NaomiSTTTrainer.py

NaomiSTTTrainer.py is an executable program that runs in the root of Naomi. It can be used to train Naomi to better recognize your voice by using samples that Naomi has collected.

To get started, either run Naomi with the --save-audio flag, or add the following lines to your profile.yml file (~/.config/naomi/configs/profile.yml):

audiolog:
    save_audio: True

Run Naomi for a bit and collect a couple of dozen recordings of yourself talking with Naomi. Then return to the Naomi install directory and run:

$ ./NaomiSTTTrainer.py

If you are running Naomi on a full desktop, your default browser will open a new window allowing you to access the recordings. Otherwise, a url will be displayed that you can use to access the recordings from another computer.

Open the URL (if it was not automatically opened for you) and you will see something similar to this:

|==============================================|
|Verify transcriptions|Train STT Engines       |
|==============================================|
|Naomi transcription 1 of 24 (passive)         |
|> o===== 0:00/0:03 < ====o                    |
|Naomi heard "NAOMI WHAT TIME IS IT"           |
|What did you hear?                            |
|[ ] The transcription was correct. I heard the|
|    same thing                                |
|[ ] The transcription was not correct. This is|
|    what I heard:                             |
|    [                     ]                   |
|[ ] This was just a noise with no voices      |
|[ ] This was not directed to Magic Voice or   |
|    was too unclear to understand             |
|Speaker:                                      |
|[              ]                              |
|                                              |
|Intent: ClockIntent (0.73)                    |
|Correct intent: [ClockIntent]                 |
|                                              |
|[Submit]                                      |
|[Prev][Next]                                  |
================================================

Use the audio player to listen to the clip, then select the correct radio response. Mark "The transcription was correct" if you agree with what Naomi heard. Mark "The transcription was not correct" and enter the correct transcription if Naomi did not hear you correctly. The "just a noise with no voices" option can be used to improve the Voice Activity Detection. The final option is currently used to mark the recording as trash that should not be used for training.

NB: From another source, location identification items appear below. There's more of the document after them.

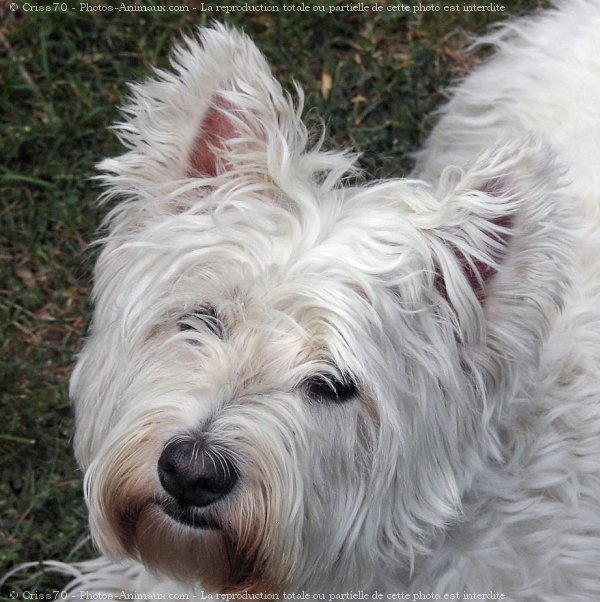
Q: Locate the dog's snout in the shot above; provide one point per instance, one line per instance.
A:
(194, 474)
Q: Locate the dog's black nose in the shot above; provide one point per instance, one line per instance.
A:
(194, 475)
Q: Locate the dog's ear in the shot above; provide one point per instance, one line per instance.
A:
(216, 112)
(503, 249)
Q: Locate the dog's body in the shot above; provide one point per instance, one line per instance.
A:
(291, 385)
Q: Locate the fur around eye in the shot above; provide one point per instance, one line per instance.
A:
(330, 389)
(203, 317)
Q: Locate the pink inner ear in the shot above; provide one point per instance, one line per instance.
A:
(206, 157)
(477, 272)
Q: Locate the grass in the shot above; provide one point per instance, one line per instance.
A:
(374, 77)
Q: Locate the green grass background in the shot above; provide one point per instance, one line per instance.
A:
(62, 77)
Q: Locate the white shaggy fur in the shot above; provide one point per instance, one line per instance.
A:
(464, 304)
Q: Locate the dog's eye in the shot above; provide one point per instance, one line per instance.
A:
(327, 388)
(205, 317)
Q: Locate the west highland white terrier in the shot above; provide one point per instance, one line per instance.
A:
(297, 385)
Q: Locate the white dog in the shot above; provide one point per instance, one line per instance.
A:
(295, 385)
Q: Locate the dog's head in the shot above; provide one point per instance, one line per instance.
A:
(289, 382)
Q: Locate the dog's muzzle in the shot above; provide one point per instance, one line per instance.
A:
(195, 477)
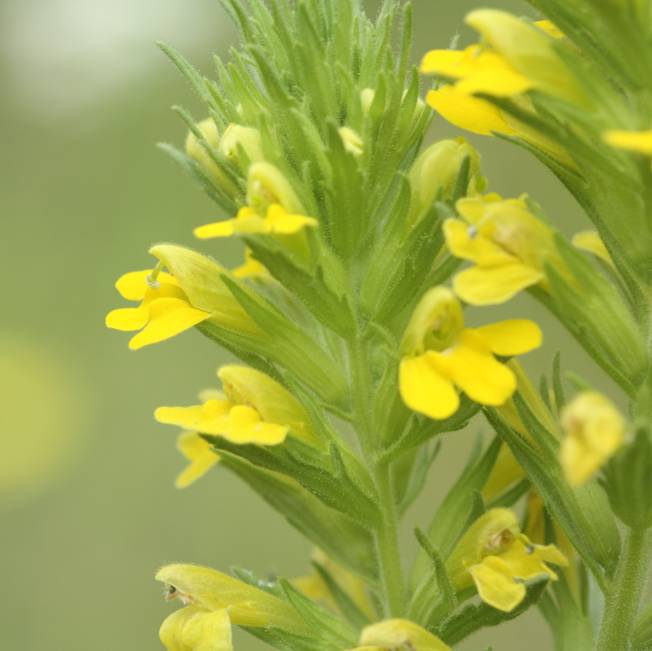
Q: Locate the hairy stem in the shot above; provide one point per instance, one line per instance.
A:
(386, 533)
(624, 597)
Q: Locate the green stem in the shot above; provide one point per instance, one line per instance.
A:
(387, 547)
(624, 596)
(386, 533)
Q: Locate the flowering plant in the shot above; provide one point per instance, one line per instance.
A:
(363, 249)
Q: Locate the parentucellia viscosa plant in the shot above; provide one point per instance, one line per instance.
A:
(362, 250)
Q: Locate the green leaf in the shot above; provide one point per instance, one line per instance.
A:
(570, 627)
(292, 347)
(472, 618)
(417, 475)
(346, 605)
(340, 537)
(328, 627)
(187, 70)
(311, 288)
(643, 631)
(583, 513)
(284, 641)
(315, 471)
(445, 591)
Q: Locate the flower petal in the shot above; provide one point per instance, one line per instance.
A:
(468, 112)
(396, 633)
(494, 285)
(512, 337)
(475, 370)
(134, 285)
(215, 229)
(128, 319)
(201, 455)
(639, 142)
(425, 390)
(495, 584)
(245, 426)
(195, 629)
(280, 222)
(208, 418)
(168, 317)
(468, 242)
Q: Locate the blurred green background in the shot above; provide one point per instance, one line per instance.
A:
(87, 506)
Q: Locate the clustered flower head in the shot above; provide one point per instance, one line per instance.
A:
(356, 317)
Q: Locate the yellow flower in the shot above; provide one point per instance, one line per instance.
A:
(352, 141)
(203, 591)
(595, 429)
(550, 28)
(251, 268)
(239, 424)
(478, 70)
(528, 50)
(164, 310)
(196, 150)
(508, 245)
(255, 410)
(468, 112)
(394, 634)
(639, 142)
(535, 529)
(313, 586)
(480, 116)
(238, 137)
(591, 242)
(434, 174)
(248, 222)
(495, 556)
(201, 455)
(439, 354)
(196, 629)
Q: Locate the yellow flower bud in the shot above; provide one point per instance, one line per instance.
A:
(200, 279)
(209, 590)
(267, 186)
(507, 243)
(399, 633)
(198, 153)
(435, 323)
(492, 533)
(196, 629)
(595, 429)
(435, 173)
(495, 556)
(237, 136)
(275, 404)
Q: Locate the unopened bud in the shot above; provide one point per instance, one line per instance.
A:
(246, 386)
(200, 279)
(490, 535)
(434, 174)
(196, 150)
(267, 186)
(247, 138)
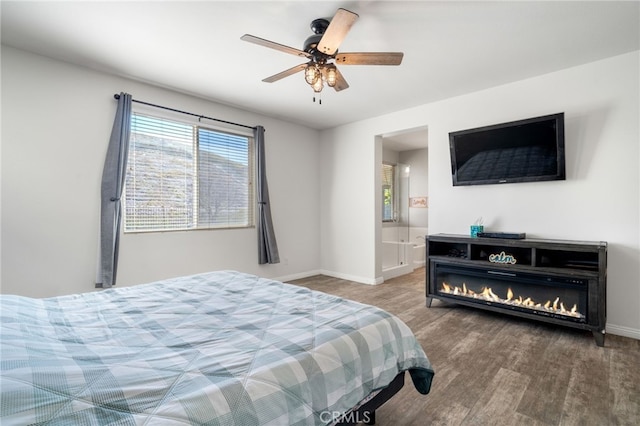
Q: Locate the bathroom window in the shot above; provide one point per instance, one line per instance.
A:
(182, 176)
(388, 192)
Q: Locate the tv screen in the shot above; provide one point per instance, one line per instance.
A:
(519, 151)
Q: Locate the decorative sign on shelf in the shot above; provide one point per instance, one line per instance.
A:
(502, 257)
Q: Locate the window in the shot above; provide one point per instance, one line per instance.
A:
(182, 176)
(388, 192)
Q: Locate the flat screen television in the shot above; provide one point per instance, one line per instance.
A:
(528, 150)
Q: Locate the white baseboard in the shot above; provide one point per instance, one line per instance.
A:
(361, 280)
(298, 276)
(347, 277)
(620, 330)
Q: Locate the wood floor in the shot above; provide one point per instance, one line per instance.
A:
(494, 369)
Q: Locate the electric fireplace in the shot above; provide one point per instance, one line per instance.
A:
(557, 282)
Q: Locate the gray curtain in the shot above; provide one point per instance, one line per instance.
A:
(113, 177)
(267, 246)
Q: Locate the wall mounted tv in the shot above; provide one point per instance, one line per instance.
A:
(528, 150)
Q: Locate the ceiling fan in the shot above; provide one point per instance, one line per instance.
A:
(321, 49)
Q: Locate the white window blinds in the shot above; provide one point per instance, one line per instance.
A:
(182, 176)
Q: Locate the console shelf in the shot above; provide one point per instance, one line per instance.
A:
(575, 269)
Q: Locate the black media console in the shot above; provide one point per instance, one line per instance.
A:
(555, 281)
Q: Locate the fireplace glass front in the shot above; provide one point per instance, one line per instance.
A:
(556, 297)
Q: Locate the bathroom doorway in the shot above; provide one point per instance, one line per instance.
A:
(404, 202)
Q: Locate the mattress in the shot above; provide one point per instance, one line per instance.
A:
(219, 348)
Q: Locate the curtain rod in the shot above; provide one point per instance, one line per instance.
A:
(117, 96)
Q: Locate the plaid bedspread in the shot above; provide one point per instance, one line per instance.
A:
(221, 348)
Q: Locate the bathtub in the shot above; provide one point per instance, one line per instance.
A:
(401, 258)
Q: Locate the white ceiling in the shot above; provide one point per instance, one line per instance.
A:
(450, 48)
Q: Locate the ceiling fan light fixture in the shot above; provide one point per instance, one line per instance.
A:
(331, 75)
(311, 74)
(317, 85)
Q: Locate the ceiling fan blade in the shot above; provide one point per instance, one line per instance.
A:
(336, 31)
(341, 83)
(372, 58)
(285, 73)
(273, 45)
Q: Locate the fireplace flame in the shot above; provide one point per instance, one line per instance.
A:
(556, 306)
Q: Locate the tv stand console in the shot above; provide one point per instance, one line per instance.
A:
(555, 281)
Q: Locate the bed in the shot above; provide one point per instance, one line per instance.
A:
(219, 348)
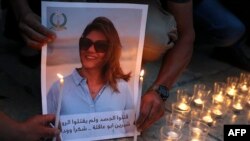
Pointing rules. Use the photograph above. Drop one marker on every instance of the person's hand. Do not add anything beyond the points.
(151, 110)
(37, 128)
(33, 32)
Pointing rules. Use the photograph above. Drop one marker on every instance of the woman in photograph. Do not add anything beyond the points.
(100, 84)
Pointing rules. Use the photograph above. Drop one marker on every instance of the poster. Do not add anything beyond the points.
(92, 107)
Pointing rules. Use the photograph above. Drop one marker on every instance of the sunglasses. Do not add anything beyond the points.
(100, 46)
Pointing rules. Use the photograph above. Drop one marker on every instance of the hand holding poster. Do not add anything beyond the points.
(95, 45)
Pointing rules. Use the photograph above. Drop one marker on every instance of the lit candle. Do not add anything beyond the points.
(138, 100)
(198, 102)
(217, 112)
(218, 98)
(59, 102)
(244, 88)
(183, 106)
(172, 134)
(208, 118)
(195, 139)
(237, 106)
(231, 91)
(178, 123)
(196, 132)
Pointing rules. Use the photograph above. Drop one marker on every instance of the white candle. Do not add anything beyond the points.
(138, 100)
(207, 119)
(244, 88)
(238, 106)
(59, 102)
(198, 101)
(183, 106)
(217, 112)
(178, 122)
(172, 134)
(196, 132)
(218, 98)
(231, 91)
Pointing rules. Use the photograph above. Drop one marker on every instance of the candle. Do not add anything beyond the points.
(244, 88)
(208, 119)
(172, 134)
(183, 106)
(196, 132)
(138, 100)
(217, 112)
(195, 139)
(218, 98)
(178, 123)
(59, 102)
(237, 106)
(231, 91)
(198, 102)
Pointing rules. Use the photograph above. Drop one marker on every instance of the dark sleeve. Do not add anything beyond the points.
(11, 29)
(177, 1)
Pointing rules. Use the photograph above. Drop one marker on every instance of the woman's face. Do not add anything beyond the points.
(92, 58)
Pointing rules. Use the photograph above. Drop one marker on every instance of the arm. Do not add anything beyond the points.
(32, 129)
(174, 63)
(33, 32)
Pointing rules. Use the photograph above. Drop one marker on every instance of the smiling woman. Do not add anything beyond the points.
(100, 84)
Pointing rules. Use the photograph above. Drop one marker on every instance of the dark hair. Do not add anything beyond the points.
(112, 69)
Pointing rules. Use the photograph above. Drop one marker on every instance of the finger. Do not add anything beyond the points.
(144, 112)
(50, 132)
(48, 118)
(156, 112)
(32, 34)
(152, 119)
(31, 43)
(37, 26)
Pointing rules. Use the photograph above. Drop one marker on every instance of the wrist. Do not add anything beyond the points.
(161, 90)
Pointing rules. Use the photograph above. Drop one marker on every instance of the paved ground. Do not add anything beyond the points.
(19, 83)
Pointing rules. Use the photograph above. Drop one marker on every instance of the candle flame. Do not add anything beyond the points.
(142, 73)
(60, 77)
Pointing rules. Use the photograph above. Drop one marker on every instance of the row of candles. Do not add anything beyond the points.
(205, 106)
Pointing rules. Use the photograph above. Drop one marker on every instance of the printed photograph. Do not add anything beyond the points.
(90, 73)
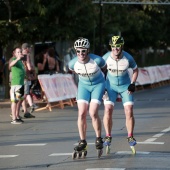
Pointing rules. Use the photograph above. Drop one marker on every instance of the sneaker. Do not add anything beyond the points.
(32, 109)
(28, 115)
(132, 141)
(20, 120)
(35, 106)
(16, 122)
(20, 117)
(107, 141)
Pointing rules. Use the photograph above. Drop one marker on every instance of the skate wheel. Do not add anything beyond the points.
(83, 155)
(78, 155)
(107, 150)
(133, 150)
(74, 155)
(99, 152)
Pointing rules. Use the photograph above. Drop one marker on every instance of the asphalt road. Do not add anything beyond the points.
(47, 141)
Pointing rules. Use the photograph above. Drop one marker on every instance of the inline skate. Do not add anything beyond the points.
(80, 151)
(107, 143)
(132, 143)
(99, 146)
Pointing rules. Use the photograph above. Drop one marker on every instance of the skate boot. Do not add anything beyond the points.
(80, 151)
(99, 146)
(107, 143)
(132, 143)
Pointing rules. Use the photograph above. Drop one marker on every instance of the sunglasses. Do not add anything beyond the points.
(116, 46)
(81, 51)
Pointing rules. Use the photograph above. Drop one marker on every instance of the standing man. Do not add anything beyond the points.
(27, 82)
(17, 85)
(91, 87)
(118, 82)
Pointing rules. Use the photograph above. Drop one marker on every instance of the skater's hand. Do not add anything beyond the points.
(131, 88)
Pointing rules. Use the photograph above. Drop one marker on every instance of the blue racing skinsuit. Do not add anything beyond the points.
(117, 79)
(91, 84)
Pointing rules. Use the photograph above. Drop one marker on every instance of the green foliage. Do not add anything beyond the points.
(141, 26)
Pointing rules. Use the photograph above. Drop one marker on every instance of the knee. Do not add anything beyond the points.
(82, 115)
(108, 111)
(94, 116)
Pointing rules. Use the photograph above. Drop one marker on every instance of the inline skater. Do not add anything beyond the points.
(118, 82)
(91, 87)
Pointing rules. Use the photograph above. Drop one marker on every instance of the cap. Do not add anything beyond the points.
(25, 45)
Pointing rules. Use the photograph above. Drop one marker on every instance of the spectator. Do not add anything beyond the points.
(2, 64)
(27, 82)
(17, 84)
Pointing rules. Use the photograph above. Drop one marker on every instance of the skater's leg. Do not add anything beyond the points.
(96, 121)
(81, 122)
(130, 121)
(107, 119)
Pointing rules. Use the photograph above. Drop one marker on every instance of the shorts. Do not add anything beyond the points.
(27, 86)
(92, 93)
(17, 93)
(114, 90)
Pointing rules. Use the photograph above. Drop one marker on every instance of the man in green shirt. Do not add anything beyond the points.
(17, 85)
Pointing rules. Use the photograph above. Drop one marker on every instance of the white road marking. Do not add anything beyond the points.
(155, 143)
(158, 135)
(166, 130)
(106, 169)
(130, 153)
(87, 144)
(8, 156)
(150, 140)
(60, 154)
(33, 144)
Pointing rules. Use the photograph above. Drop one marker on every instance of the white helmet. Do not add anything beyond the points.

You should use this option if you can't be sure what was said, or if the conversation is not directed to Naomi, or if multiple people are talking in the same recording.

Use the "Speaker" textbox to enter the name of the speaker if known. Currently this is not used for anything, but eventually we plan to train Naomi to recognize an individual speaker by voice, and also to choose a speech recognition model based on who is speaking.

Intent shows the intent that Naomi identified as being what the user wanted along with the confidence. If Naomi did not get the intent correct, then use the drop down list to select the correct intent. If Naomi should not have associated the request with any intent, select "unclear".

Verify or correct all of the transcriptions you have. You will hopefully have a couple of "false positives" where Naomi started recording after a noise that was not a voice, and a couple of recordings of someone speaking the wake word. When you are finished, click on the "Train STT Engines" tab at the top of the page.

You will a page like:

|==============================================|
|Verify transcriptions|Train STT Engines       |
|==============================================|
|[Adapt Pocketsphinx]                          |
|                                              |
================================================

Right now, the only STT Trainer plugin available is the "Adapt Pocketsphinx". This module allows you to adapt the standard pocketsphinx model for your language to your voice. Research into training speech recognition engines is ongoing and eventually other plugins will be available.

Press the "Adapt Pocketsphinx" button and Naomi will start adapting the model. Eventually you should see a "Training Complete" message at the bottom of the page. From this point forward, you should notice a marked improvement in Naomi's ability to understand you.

We don't provide word error rate information through the interface, but if you are interested you can get them directly from the database.

$ cd ~/.config/naomi/audiolog
$ sqlite3 audiolog.db
sqlite> select avg(wer) from audiolog where datetime<(select datetime from trainings where rowid=1) and verified_transcription!='';
.42
sqlite> select avg(wer) from audiolog where datetime>(select datetime from trainings where rowid=1) and verified_transcription!='';
.25

After collecting the first set of audiolog files, it's a good idea to only capture active listening. This will prevent Naomi from recording as many random sounds around the house, and only record what is said after hearing the wake word, which will make verifying additional transcriptions much more productive. Change your profile.yml file to:

audiolog:
  save_active_audio: true